The virtual pilot seeks to support Chile’s long-term plans for carbon neutrality and decarbonization of its electricity sector through incentives for “firm and flexible” renewable energy.
With extensive renewable energy potential, intermittent renewable energy is already economically competitive in Chile. However, in order to replace the existing coal-fired power generation—currently 38 percent of total generation—as called for in Chile’s decarbonization process, Chile requires firm energy resources that can be called on at night, as well as flexible energy resources that can back up the large and growing share of intermittent renewables and help mitigate transmission constraints. To avoid a situation where the existing coal-fired power generation is replaced with natural gas, this example collaboration looks at how Article 6 can jump-start investments in “firm and flexible” renewable energy.
Among the first virtual pilot project concepts to be showcased globally, the project would establish a crediting threshold at a level that exceeds both the existing renewable portfolio standard (which calls for 20 percent of generation to come from non-conventional renewable energy, or NCRE, in 2025) and business-as-usual plans for development of NCRE. New NCRE that meets the definition of “firm and flexible” would be eligible to receive Article 6 incentive payments for qualifying generation. “Firm and flexible” would be defined broadly to encourage a range of clean energy solutions and avoid picking winners. Payments could be delivered via a “reverse auction,” through which energy generators would bid the incentive they need to make the new generation economical, or via a “first come, first served” process at a certain price.

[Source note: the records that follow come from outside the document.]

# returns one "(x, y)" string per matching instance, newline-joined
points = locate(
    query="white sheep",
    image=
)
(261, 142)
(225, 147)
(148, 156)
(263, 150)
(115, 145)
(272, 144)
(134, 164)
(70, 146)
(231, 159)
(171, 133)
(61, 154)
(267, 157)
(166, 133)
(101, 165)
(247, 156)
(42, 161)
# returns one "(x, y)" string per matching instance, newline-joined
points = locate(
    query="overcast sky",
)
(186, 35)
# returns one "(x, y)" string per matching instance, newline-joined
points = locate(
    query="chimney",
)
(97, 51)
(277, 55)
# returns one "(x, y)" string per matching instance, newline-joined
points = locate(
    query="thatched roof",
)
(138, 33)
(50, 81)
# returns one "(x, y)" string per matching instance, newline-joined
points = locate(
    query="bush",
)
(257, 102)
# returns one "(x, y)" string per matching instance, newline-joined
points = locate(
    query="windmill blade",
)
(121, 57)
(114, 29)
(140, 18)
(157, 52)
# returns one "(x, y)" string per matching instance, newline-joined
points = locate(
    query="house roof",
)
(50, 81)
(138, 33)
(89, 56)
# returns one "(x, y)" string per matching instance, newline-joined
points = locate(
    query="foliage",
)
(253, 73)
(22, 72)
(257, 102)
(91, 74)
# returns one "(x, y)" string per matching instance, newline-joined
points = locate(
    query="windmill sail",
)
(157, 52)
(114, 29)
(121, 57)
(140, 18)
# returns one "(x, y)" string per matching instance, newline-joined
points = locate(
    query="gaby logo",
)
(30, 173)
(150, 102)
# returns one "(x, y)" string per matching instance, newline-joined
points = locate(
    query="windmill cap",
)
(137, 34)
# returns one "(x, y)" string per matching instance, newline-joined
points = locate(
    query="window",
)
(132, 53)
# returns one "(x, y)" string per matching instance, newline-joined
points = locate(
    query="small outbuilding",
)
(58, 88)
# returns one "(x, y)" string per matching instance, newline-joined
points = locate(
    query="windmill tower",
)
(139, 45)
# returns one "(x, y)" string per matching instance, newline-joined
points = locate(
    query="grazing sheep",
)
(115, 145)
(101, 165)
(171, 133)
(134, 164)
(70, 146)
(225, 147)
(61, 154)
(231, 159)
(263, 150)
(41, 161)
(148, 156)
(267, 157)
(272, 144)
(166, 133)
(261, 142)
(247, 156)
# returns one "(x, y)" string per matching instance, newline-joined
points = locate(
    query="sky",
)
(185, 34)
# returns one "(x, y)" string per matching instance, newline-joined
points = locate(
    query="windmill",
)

Preliminary assessments find that a carbon price of $30 per ton would make example types of new “firm and flexible” generation in Chile economically competitive with existing coal-fired power generation, making it advantageous to shut down and replace these coal plants with clean energy. This price point is well below Sweden’s carbon tax (now over $100 per ton), but significantly higher than Chile’s (set at $5 per ton), potentially hitting a “sweet spot” that would put the deal in the interest of both countries.
Over the coming year, the Parties will continue to work through the various design considerations for this virtual pilot project, such that both countries would have the information they need to decide whether or not to press forward to implementation. In particular, to warrant the corresponding adjustment, Chile will need to be sure that new “firm and flexible” generation resulting from the Article 6 incentive is truly additional to what would happen under the country’s existing policies. The final design will also need to work for the private companies expected to invest in “firm and flexible” generation.
As Chile and Sweden work through these details together, lessons and best practices from the virtual pilot experience will be shared with others seeking to make use of Article 6 cooperative approaches. With the breakdown of Article 6 negotiations this year in Madrid, virtual pilots like this one can help inform the next round of negotiations and support robust rules and guidelines.